Chris Brunskill/Fantasista
Segundo o “The Guardian”, num artigo de 2010, puxando a fita longamente para trás até se descobrem alguns “pioneiros”. Ainda no século XIX, Sam Black e Herbert Dale jogavam no Newton Heath, o clube que daria lugar ao Manchester United, e depois tornaram-se árbitros. O primeiro até foi um dos primeiros capitães do clube, na década de 1880, e mais tarde, noutra função, anulou um golo ao Arsenal porque a bola furou a caminho da baliza, tornando-se imparável para o guarda-redes. O caso fez correr muita tinta.
Também Steve Baines, ex-futebolista de Huddersfield Town, Bradford City e Chesterfield, pendurou as botas em 1987 e, depois de se aventurar no mundo das seguradoras, agarrou no apito.
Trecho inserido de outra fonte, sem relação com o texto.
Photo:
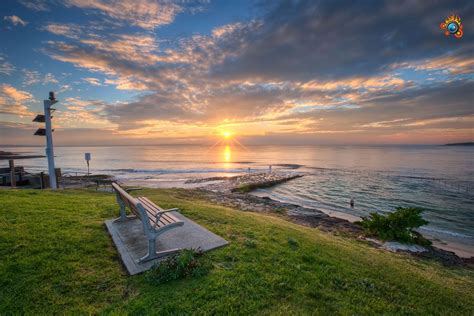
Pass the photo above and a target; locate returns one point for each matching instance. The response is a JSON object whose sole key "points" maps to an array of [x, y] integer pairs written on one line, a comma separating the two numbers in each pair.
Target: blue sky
{"points": [[151, 72]]}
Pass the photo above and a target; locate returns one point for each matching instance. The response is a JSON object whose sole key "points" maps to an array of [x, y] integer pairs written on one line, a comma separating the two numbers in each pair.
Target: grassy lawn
{"points": [[56, 257]]}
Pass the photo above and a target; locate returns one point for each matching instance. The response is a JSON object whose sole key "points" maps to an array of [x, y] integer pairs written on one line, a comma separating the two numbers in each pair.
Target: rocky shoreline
{"points": [[225, 193]]}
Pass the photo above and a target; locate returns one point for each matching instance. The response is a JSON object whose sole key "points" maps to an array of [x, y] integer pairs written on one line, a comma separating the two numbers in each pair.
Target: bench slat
{"points": [[166, 218], [151, 212], [151, 209]]}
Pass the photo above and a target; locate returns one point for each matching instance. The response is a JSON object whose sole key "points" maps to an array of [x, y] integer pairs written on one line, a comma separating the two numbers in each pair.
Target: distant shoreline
{"points": [[460, 144]]}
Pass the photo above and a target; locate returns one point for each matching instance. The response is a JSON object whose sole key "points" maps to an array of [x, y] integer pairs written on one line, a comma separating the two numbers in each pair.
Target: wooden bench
{"points": [[155, 220]]}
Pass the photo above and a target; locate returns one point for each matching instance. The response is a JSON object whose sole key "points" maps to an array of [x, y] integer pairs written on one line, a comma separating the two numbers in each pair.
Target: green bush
{"points": [[397, 225], [187, 263]]}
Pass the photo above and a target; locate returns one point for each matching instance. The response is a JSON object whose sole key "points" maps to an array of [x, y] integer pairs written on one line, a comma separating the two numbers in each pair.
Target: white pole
{"points": [[49, 143]]}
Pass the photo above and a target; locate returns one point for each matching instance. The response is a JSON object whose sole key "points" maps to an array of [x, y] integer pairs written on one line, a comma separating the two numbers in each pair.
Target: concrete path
{"points": [[131, 243]]}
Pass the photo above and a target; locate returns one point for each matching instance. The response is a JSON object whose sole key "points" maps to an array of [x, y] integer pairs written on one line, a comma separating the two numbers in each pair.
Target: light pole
{"points": [[49, 140], [48, 132]]}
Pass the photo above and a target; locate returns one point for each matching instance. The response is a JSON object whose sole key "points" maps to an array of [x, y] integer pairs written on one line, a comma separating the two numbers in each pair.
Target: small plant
{"points": [[293, 243], [188, 263], [250, 243], [397, 225]]}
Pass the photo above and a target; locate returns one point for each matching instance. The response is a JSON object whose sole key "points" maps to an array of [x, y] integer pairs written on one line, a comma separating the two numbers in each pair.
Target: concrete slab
{"points": [[132, 243]]}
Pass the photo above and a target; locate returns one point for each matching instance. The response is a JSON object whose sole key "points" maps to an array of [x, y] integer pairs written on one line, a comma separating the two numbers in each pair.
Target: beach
{"points": [[379, 178]]}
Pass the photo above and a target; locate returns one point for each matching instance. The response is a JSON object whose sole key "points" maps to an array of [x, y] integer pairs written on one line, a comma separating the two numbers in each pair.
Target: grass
{"points": [[56, 258]]}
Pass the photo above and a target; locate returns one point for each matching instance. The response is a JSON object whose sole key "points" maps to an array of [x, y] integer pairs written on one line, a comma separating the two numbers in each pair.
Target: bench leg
{"points": [[152, 254], [123, 213]]}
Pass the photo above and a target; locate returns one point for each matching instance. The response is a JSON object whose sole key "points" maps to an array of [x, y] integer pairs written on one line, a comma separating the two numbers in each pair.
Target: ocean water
{"points": [[440, 179]]}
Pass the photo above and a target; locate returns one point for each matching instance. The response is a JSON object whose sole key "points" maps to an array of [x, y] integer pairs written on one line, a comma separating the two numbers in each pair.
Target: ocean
{"points": [[439, 179]]}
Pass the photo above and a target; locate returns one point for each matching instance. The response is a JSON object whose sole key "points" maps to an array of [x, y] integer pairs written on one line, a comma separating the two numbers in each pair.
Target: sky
{"points": [[146, 72]]}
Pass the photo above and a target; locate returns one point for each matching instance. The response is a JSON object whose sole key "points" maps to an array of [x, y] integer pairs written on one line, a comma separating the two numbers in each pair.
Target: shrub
{"points": [[397, 225], [187, 263]]}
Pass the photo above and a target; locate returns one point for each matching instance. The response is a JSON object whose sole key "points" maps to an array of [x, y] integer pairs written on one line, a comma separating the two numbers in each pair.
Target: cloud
{"points": [[147, 14], [5, 67], [15, 20], [33, 77], [12, 101], [92, 81], [36, 5], [303, 67], [303, 40]]}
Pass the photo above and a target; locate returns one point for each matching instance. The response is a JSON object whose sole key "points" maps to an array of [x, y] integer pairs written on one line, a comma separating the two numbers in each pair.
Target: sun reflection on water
{"points": [[227, 154]]}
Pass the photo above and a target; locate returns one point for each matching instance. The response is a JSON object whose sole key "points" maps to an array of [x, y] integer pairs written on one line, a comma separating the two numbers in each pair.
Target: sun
{"points": [[227, 134]]}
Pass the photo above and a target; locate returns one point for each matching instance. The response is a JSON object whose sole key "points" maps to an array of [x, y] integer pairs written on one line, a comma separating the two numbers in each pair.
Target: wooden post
{"points": [[42, 180], [57, 173], [11, 162]]}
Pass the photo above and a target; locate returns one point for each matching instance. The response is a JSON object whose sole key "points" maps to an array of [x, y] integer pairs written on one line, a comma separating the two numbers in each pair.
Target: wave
{"points": [[445, 232]]}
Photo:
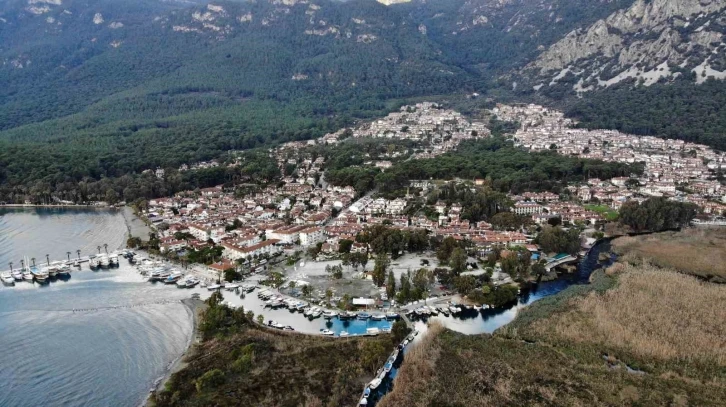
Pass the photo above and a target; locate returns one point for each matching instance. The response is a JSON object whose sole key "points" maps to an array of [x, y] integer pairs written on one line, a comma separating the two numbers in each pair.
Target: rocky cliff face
{"points": [[649, 41]]}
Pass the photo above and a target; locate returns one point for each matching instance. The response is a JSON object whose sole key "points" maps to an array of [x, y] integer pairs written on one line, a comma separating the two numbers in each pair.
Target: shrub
{"points": [[210, 380]]}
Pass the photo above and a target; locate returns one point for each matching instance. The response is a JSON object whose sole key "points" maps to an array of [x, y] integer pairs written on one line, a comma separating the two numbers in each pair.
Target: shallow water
{"points": [[108, 355]]}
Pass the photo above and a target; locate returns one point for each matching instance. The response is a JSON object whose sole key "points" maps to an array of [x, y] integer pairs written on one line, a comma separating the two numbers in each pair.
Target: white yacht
{"points": [[173, 277], [104, 260], [64, 270], [39, 275], [7, 278]]}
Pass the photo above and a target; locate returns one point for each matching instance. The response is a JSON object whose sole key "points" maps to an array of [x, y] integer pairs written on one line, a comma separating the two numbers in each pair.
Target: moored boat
{"points": [[28, 276], [330, 314], [64, 270], [7, 279], [375, 383], [39, 275]]}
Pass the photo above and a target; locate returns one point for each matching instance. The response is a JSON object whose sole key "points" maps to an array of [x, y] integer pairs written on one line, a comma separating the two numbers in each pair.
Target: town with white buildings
{"points": [[672, 168], [302, 211]]}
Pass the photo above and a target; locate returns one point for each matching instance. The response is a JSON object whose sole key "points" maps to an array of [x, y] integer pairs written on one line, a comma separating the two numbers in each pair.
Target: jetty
{"points": [[558, 260]]}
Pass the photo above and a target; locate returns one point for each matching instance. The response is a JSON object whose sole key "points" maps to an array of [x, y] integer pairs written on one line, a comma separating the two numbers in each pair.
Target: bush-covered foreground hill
{"points": [[240, 363]]}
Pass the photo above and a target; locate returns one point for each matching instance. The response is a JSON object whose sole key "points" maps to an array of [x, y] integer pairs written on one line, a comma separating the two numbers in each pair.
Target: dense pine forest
{"points": [[92, 91]]}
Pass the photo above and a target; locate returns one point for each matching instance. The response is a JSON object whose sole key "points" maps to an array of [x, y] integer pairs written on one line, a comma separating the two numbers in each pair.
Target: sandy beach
{"points": [[134, 225], [195, 307]]}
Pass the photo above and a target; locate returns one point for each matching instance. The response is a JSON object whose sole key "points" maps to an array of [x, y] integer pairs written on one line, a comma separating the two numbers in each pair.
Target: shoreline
{"points": [[60, 206], [195, 307], [134, 225]]}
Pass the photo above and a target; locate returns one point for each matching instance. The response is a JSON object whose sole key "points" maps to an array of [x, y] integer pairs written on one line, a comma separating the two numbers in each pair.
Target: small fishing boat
{"points": [[104, 261], [39, 275], [330, 314], [27, 275], [347, 315], [7, 279], [64, 270]]}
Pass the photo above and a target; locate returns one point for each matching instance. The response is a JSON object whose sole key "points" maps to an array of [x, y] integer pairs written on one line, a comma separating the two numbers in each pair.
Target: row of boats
{"points": [[386, 369], [450, 309], [103, 260], [156, 272], [42, 275]]}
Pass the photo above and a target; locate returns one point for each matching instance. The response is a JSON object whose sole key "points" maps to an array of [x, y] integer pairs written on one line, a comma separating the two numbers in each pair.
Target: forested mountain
{"points": [[103, 88]]}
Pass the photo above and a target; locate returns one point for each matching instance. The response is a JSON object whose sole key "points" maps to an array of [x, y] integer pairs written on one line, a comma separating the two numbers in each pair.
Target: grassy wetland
{"points": [[700, 252], [239, 363], [639, 334]]}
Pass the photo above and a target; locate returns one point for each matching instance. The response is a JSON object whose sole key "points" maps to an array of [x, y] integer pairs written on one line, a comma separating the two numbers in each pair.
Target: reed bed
{"points": [[701, 252], [412, 384], [653, 312]]}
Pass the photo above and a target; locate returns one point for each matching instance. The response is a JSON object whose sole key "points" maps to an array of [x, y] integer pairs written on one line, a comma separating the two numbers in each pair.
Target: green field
{"points": [[607, 212]]}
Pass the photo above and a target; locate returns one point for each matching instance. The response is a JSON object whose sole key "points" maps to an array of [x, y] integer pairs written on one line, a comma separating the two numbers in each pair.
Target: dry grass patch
{"points": [[653, 313], [412, 384], [701, 252]]}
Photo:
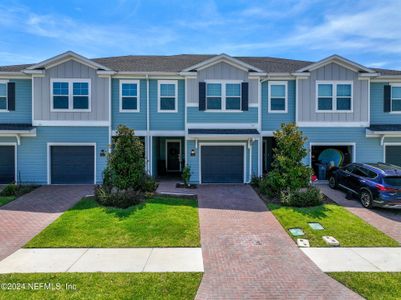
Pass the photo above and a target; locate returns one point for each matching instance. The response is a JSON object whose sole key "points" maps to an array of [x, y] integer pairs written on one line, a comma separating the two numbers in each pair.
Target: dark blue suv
{"points": [[377, 184]]}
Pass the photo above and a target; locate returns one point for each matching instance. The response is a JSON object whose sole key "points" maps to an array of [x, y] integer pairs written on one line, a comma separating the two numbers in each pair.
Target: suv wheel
{"points": [[366, 199], [332, 182]]}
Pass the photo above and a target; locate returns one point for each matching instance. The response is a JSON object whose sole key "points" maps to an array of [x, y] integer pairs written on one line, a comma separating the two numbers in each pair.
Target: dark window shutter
{"points": [[202, 96], [387, 98], [245, 92], [11, 95]]}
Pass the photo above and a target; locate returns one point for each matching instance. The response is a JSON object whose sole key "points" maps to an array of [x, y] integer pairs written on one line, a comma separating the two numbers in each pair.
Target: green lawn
{"points": [[159, 222], [379, 285], [104, 286], [348, 229], [6, 199]]}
Em 1995, chegou à lista dos árbitros do futebol profissional de Inglaterra.
Finalmente, mais dois casos: Dick Jol, que apitou a final da Liga dos Campeões de 2001, jogou no NEC Nijmegen, nos Países Baixos, e depois na Bélgica, com as camisolas de Menen, Berchem Sport e KV Kortrijk. O diário britânico conta ainda a história de Ben Haverkort, saído da mágica academia do Ajax, o clube pelo qual nunca jogou a nível profissional, prosseguindo a carreira nos campos de Telstar, Cambuur Leeuwarden e Emmen. Antes de se tornar árbitro, acumulou 73 cartões, seis deles vermelhos, como futebolista. E porquê? Por esticar a corda com os árbitros. Depois passou para o outro lado.
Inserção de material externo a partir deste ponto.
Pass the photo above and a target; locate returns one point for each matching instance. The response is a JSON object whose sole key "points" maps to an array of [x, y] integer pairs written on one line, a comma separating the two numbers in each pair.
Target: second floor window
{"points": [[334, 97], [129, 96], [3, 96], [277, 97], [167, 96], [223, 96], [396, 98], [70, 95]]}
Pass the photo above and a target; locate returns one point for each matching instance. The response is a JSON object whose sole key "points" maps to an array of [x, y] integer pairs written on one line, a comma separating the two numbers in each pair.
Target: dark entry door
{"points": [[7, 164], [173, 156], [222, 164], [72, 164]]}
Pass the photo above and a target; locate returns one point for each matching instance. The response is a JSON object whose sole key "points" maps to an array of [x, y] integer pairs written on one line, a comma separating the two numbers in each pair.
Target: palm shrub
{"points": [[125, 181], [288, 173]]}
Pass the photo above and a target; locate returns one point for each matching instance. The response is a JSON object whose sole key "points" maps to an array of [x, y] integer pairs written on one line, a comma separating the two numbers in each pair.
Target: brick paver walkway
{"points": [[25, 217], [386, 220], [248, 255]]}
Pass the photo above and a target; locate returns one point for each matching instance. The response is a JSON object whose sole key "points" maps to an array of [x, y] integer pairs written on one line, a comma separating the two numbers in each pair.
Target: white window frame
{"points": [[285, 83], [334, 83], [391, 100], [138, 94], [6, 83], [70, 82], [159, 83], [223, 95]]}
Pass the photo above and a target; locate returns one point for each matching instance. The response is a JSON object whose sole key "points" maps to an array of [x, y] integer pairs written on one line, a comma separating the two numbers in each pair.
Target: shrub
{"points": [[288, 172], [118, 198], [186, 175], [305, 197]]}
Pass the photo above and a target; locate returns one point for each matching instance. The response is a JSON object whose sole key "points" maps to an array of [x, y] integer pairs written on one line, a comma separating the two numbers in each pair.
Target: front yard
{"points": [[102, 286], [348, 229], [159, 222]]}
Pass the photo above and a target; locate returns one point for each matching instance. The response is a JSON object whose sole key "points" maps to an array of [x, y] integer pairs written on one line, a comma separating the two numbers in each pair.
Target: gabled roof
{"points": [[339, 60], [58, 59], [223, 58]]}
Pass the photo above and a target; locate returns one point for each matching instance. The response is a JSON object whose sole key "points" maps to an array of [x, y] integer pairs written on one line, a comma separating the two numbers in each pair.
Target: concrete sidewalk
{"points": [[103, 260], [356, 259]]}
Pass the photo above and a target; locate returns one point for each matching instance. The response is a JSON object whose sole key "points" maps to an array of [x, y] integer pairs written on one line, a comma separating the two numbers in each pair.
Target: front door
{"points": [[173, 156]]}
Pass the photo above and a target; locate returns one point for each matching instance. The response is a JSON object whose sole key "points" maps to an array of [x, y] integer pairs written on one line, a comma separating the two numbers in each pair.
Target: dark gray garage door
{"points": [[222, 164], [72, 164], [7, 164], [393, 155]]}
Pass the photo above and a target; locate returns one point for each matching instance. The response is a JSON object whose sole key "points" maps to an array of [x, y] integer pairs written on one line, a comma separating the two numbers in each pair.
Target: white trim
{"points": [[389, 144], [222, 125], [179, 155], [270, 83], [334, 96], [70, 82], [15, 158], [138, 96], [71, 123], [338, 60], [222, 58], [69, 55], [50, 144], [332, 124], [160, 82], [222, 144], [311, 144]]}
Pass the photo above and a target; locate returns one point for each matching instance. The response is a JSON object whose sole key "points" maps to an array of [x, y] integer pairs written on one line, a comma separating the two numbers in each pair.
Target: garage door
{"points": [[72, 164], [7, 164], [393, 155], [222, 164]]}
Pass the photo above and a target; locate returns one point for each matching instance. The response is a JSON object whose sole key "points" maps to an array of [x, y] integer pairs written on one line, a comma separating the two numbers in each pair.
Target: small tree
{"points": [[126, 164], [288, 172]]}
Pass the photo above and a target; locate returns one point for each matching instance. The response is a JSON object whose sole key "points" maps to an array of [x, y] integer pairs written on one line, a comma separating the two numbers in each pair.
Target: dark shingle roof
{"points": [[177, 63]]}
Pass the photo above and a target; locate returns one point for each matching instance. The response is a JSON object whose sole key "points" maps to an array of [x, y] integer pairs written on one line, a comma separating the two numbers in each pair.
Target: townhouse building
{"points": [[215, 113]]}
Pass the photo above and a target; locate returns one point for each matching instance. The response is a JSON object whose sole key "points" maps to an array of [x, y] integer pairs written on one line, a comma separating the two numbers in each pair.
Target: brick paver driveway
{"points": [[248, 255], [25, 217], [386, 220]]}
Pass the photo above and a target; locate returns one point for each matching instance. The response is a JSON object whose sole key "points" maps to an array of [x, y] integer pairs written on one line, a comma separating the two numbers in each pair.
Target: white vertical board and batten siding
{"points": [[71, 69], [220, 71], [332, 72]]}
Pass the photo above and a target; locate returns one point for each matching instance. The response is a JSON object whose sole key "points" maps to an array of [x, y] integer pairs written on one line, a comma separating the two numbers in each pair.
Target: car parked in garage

Duarte Gomes, um mui experiente ex-árbitro do nosso futebol, revela que a ideia nem é nova, mas que “é muito gira”. Seria uma forma de atrair mais árbitros para os cursos, explica, “sobretudo jovens árbitros e jovens árbitras”, pois há uma grande escassez em Portugal ao nível do recrutamento. “Temos menos de 5.000 árbitros no ativo”, conta, sendo que a necessidade aponta para 10.000.

Adam Davy - EMPICS
“Todos os fins de semana, em vários distritos do país, e isto nota-se muito no futebol distrital, regional e de formação, há jogos que não têm árbitros nomeados. Isto de recrutar primeiro e manter depois é o maior dilema da arbitragem neste momento”, reflete.
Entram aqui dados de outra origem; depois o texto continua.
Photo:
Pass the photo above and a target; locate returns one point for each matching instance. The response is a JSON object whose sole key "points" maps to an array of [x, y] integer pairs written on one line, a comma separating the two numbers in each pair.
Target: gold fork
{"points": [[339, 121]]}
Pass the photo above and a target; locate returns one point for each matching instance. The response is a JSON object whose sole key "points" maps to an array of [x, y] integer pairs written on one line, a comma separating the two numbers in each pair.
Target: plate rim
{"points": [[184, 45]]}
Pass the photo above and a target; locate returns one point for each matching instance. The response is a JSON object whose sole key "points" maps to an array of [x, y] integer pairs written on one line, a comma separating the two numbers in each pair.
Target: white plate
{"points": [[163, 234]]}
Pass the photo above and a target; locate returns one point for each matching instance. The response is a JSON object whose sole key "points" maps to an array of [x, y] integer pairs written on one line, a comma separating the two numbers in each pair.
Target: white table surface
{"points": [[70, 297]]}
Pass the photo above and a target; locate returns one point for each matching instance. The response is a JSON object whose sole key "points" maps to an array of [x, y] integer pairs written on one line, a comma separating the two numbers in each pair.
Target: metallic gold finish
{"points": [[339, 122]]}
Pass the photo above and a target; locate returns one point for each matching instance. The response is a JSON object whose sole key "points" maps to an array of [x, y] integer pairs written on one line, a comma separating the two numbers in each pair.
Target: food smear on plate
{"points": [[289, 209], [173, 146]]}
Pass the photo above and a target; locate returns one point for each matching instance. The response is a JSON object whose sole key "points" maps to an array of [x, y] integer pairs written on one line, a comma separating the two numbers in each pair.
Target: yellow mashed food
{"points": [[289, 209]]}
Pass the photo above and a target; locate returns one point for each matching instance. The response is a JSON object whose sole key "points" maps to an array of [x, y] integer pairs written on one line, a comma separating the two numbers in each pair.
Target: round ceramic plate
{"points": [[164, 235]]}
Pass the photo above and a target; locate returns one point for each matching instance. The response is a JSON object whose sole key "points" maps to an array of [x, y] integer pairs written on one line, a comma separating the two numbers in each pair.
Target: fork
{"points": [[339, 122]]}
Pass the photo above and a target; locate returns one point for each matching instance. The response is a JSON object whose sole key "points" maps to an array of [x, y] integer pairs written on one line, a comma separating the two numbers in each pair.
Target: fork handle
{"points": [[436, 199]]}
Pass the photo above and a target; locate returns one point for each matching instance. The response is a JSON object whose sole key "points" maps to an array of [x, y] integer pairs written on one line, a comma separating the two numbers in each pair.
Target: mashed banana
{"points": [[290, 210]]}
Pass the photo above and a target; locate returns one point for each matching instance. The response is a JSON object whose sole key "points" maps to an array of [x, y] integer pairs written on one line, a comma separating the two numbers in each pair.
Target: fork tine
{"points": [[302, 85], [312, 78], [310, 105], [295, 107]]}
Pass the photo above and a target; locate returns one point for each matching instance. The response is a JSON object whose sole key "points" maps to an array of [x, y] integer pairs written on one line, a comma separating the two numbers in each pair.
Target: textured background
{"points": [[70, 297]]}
O ex-árbitro e cronista da Tribuna Expresso mostra até uma variante da ideia de Howard Webb, que visa o recrutamento de ex-futebolistas profissionais, mirando, sim, para jovens atletas no início da caminhada no futebol. Duarte Gomes revela que “há algum tempo” procurou-se recrutar eventuais futuros árbitros, entre os 14 e 16 anos, nos clubes, visando aqueles com menos queda para o futebol jogado. “Há até conselhos de arbitragem e associações distritais que chegaram a fazer protocolos e regulamentos no sentido de obrigar cada clube a apresentar um elemento para a arbitragem, o que não é saudável. Esta obrigação causava restringimentos.”
Mas a solução deste problema poderá estar mesmo nos clubes, aponta. “É uma forma excelente de aumentar os quadros de árbitros, que está sempre em défice, e também de termos árbitros com sensibilidade para o jogo, porque a experiência de jogar, ainda que pequena ou mínima, é uma experiência importante para acrescentar qualidade à decisão e à arbitragem. É uma situação win-win. Isto já foi feito aqui há algum tempo, nem sempre com a consistência que devia ser feito, nem sempre em todos os distritos e associações de futebol. Mas é algo que devia ser pensado para ser feito de uma forma mais consistente.”